EL HOMBRE JOVEN Y EL ATAÚD

EL HOMBRE JOVEN Y EL ATAÚD

         Entre dos cejas de monte había un camino oscuro, allá al pasar el pueblo de Kira’yty, hacia donde nosotros estamos. Dicen que cierta noche un jinete regresaba por ahí a su casa, saliendo del pueblo; en el terraplén, hay un tramo donde el camino se adelgaza. Plantas de filodendro, helechos y otros colmaban sus orillas, y desde luego, el lugar era allí más sombrío. Y cuentan que cuando el señor entró en ese trecho, se topó con un largo ataúd, atravesando el camino y estorbándole el paso; y dicen que había una gran luz de luna llena. Se aproximó el hombre para verlo mejor: se inclinó hacia aquel féretro y observó que adentro había una sombra blanca. No estaba, pues, vacío el hueco: algo tendido estaba ahí. Entonces el caballo se encabritó y se plantó: no estaba en absoluto dispuesto a pasar por encima de aquello.

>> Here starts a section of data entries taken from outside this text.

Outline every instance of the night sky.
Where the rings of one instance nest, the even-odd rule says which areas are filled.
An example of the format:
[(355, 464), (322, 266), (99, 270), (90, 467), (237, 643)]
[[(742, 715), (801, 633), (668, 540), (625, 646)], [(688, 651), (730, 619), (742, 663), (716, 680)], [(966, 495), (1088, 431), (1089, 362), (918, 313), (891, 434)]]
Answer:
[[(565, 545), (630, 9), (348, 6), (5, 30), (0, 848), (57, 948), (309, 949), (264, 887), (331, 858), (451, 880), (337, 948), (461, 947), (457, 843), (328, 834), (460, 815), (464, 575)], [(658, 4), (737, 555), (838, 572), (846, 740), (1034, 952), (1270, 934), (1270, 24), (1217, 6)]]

Al sentir el temor de su montado, el señor comenzó a tener miedo también. Retrocedió. Tomó otro camino, el que pasa por el pueblo de Chararâ, para que, pegando esa vuelta, regresara a su casa. Al pasar esta población, hay un ancho portón; dicen que al arribar ahí, el señor entrevió a una pequeña señora, sentada al costado del portón. Se apeó.

         – En vano te has desviado -dicen que ella le dijo-. Vuelve sobre tus pasos, desandando el camino que acabas de hacer.

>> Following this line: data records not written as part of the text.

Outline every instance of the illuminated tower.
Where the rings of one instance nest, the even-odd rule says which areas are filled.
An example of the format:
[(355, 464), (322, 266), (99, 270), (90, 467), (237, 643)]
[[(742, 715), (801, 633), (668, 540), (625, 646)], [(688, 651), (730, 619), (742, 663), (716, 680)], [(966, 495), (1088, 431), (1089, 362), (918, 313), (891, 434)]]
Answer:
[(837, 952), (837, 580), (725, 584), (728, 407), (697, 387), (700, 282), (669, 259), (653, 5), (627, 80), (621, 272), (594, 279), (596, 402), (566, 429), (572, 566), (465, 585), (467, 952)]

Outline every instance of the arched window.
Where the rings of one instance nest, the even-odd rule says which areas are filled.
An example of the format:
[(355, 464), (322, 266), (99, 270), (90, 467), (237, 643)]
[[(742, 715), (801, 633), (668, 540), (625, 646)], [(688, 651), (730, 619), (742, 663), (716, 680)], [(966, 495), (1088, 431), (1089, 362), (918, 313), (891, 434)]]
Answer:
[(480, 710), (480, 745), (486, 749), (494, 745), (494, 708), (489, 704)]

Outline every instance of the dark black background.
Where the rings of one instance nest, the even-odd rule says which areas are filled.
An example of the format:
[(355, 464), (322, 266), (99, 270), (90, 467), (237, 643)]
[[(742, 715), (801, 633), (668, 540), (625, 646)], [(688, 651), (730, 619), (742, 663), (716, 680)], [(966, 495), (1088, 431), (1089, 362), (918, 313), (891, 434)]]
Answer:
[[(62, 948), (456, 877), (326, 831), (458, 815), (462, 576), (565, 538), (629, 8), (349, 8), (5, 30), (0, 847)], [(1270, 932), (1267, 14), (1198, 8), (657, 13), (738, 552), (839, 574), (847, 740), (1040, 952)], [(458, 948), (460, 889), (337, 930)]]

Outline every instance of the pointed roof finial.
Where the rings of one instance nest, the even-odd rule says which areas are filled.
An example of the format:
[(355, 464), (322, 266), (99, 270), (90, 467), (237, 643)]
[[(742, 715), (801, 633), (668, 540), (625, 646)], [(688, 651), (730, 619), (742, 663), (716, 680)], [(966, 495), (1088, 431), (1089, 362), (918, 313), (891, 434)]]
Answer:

         El hombre volvió a montar, y haciéndole caso omiso a la mujer, colocó del lado del lazo su caballo, buscando abrir la hoja derecha del portón; dicen que tanteó y no encontró la tranca: estaba llaveado, pero tampoco encontró cadena y candado por parte alguna; desde luego, había oscurecido mucho en ese lugar. Y, por supuesto, no quiso cortar la alambrada para pasar, pues ello hubiera significado meterse en casa ajena.

         – No podrás pasar -dicen que le reiteraron dos mujeres pequeñas (entonces ya eran dos). Vuelve sobre tus pasos -insistieron ambas.

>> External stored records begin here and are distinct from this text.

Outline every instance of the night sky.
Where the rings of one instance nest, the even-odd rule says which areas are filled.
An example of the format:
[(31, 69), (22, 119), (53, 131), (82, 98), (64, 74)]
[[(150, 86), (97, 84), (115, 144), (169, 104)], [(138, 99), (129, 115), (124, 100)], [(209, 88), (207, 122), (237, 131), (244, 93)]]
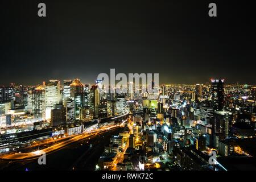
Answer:
[[(212, 2), (217, 17), (208, 16)], [(1, 1), (0, 84), (93, 83), (110, 68), (159, 73), (160, 83), (256, 84), (252, 2)]]

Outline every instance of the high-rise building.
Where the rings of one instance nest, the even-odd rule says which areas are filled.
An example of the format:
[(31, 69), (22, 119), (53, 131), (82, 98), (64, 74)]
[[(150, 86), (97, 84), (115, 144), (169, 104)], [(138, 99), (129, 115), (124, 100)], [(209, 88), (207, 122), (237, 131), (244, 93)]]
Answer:
[(85, 84), (84, 90), (84, 106), (89, 107), (90, 106), (90, 88), (88, 84)]
[(196, 85), (196, 100), (201, 100), (202, 98), (202, 84)]
[(212, 100), (214, 110), (224, 109), (224, 80), (212, 80)]
[(4, 86), (0, 86), (0, 102), (4, 102), (5, 101), (5, 88)]
[(76, 94), (84, 92), (84, 85), (81, 82), (80, 80), (78, 78), (75, 79), (71, 85), (71, 97), (73, 98)]
[(63, 98), (65, 99), (71, 97), (71, 85), (72, 83), (71, 80), (64, 80), (63, 82)]
[(100, 92), (97, 85), (92, 85), (90, 92), (90, 106), (93, 111), (93, 117), (98, 117), (98, 106), (100, 105)]
[(134, 134), (130, 135), (129, 136), (129, 147), (135, 148), (135, 142), (136, 138)]
[(75, 101), (71, 98), (68, 98), (63, 101), (64, 107), (66, 109), (66, 120), (75, 119)]
[(63, 105), (55, 105), (51, 110), (51, 126), (56, 126), (66, 122), (66, 109)]
[(80, 109), (84, 106), (84, 93), (78, 93), (75, 94), (75, 119), (79, 119)]
[(231, 113), (227, 111), (215, 111), (214, 114), (214, 133), (223, 134), (225, 138), (229, 136)]
[(35, 119), (44, 119), (46, 117), (45, 90), (38, 86), (27, 93), (27, 110), (33, 114)]
[(46, 92), (46, 118), (50, 119), (51, 110), (60, 100), (60, 81), (50, 80), (47, 82), (44, 82), (43, 85)]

         El hombre no tuvo otra que desandar su mismo camino. Y dicen que cuando se alejaba un tanto de allí, sintió que una mano se prendía apenas de su cintura. Miró y encontró a una de las pequeñas mujeres, que iba con él a la grupa. Ahí mismo el hombre se desvaneció, siempre sobre la montura, y el caballo por su cuenta lo condujo hasta su casa, que también era la de sus hermanas. En esas condiciones nunca recordó cómo pudo pasar el ataúd que obstruía el camino.